The solubility of carbonaceous material at P-T conditions typical of forearc subduction settings arises not only from its crystallinity (with graphite being the only perfectly crystalline carbon form) but also from its surface properties, such as the proportion of sp2-and sp3-hybridized carbon, the presence of active sites, the amount of oxygen heteroatoms and the quantity and type of functional groups. The kinetic effects that these factors introduce can lead to significant deviations from thermodynamically predicted composition and speciation of the COH fluids and show a strong dependence on system redox conditions. In particular, our results suggest that:
- The solubility of disordered CM rich in oxygen heteroatoms, C(sp3) and oxygenated functional groups is generally higher than that of nearly pure C(sp2) CM (mesoporous or graphite-like carbon); as a consequence, a selective removal of the former is expected when the rock is flushed by a high time-integrated fluid flux (i.e., a channelized flow along lithological boundaries; cf. Vitale Brovarone et al., 2020);
- Dissolution of oxygen-rich (immature) CM may buffer the fluid to rather oxidizing conditions, independently from the initial redox state; thus, in the earliest stages of subduction CO2 may be the dominant dissolved volatile carbon species;
- Different reactions control the dissolution of the various types of CM at the same redox conditions (e.g., at ΔFMQ ≈ −7 VC/GC and graphite/MC produce a CH4 + CO and a CH4 + CO2 mixture, respectively), affecting the speciation of the COH fluid, and the presence of active sites and/or oxygenated functional groups has a key role in their catalyzation; in particular, passivation of active sites may be related to graphite sluggish reactivity, and this process seems to be less effective for short-lived carbon-water interaction (i.e., fluid injection);
- Some of the oxygen(and hydrogen)-containing functional groups both inherited from precursor organic matter and produced by carbon-water reactions can be stable at the investigated conditions; thus, a flux of oxygen (and H) may be associated with CM subduction.
The original contributions presented in the study are included in the article/Supplementary Material, further inquiries can be directed to the corresponding author.
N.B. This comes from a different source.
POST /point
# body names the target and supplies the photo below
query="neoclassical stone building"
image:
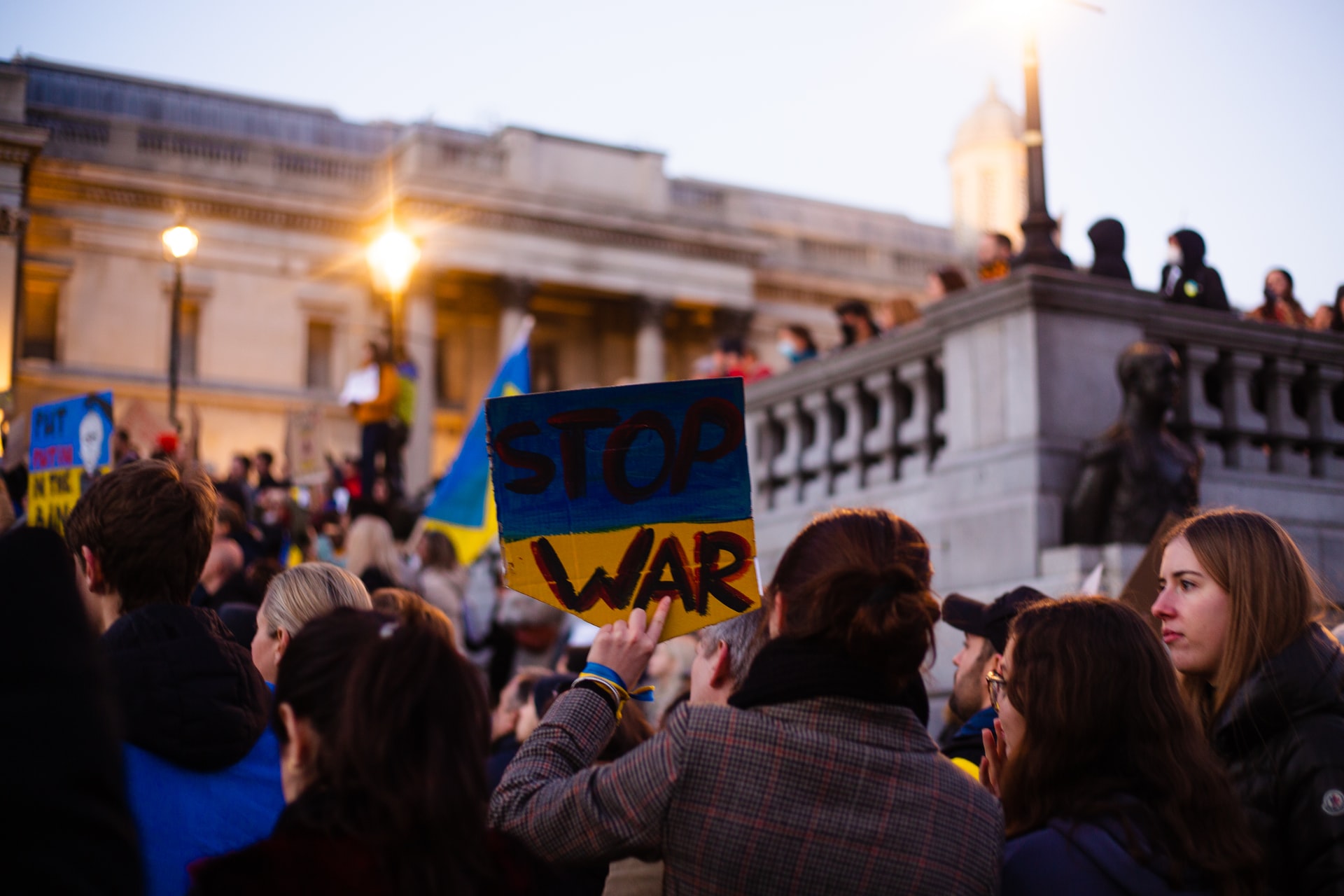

LT interpreted the experimental results and wrote the manuscript. ST conceived the experimental study and critically participated to the data interpretation. ST, AA, and FM collected the QMS data. AV carried out and interpreted the XPS analyses and provided suitable starting materials to be utilized in the experimental runs. PF helped in the acquisition and interpretation of the Raman spectra of carbonaceous materials. AA and FM prepared and handled the experiments.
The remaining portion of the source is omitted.